Keine Privatisierung unseres natürlichen Erbes

15. Juni 2026

Am Abend des 15. Juni 2026 hat der Umweltausschuss des Europäischen Parlaments über die künftige Regulierung der Neuen Gentechnik abgestimmt. Die agrarpolitische Sprecherin der Europa-SPD kritisiert das Ergebnis scharf. Bei den neuen Regeln geht es um gentechnisch veränderte Pflanzen und daraus bestehenden Lebens- und Futtermittel. Am Mittwoch stimmen die Abgeordneten in Straßburg final im Plenum über den Text ab. Unter „Neuer Gentechnik“ werden Verfahren wie die Genschere CRISPR/Cas verstanden, mit denen das Erbgut von Organismen gezielt verändert werden kann.
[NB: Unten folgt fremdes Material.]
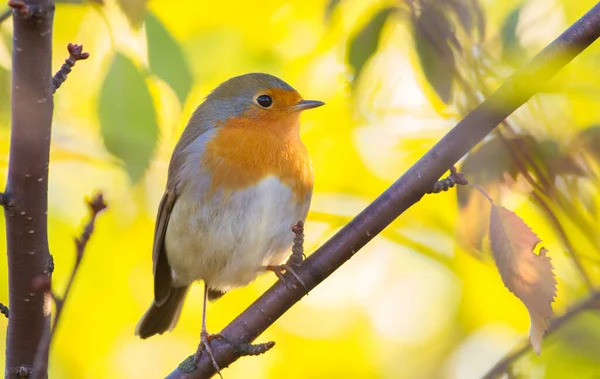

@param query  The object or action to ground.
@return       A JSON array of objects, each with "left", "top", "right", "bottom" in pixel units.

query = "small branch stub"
[
  {"left": 0, "top": 303, "right": 9, "bottom": 318},
  {"left": 427, "top": 166, "right": 469, "bottom": 193},
  {"left": 31, "top": 193, "right": 107, "bottom": 379},
  {"left": 8, "top": 0, "right": 50, "bottom": 19},
  {"left": 52, "top": 43, "right": 90, "bottom": 93},
  {"left": 0, "top": 192, "right": 11, "bottom": 208}
]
Wenn Unternehmen zukünftig natürliche Pflanzenmerkmale patentieren dürfen, legen wir die Axt an Millionen Jahre natürlicher Evolution und jahrhundertelange Züchtungsarbeit der Bäuerinnen und Bauern. Christdemokrat:innen, Liberale und Rechtsextreme machen damit den Weg frei für den Ausverkauf unserer Umwelt.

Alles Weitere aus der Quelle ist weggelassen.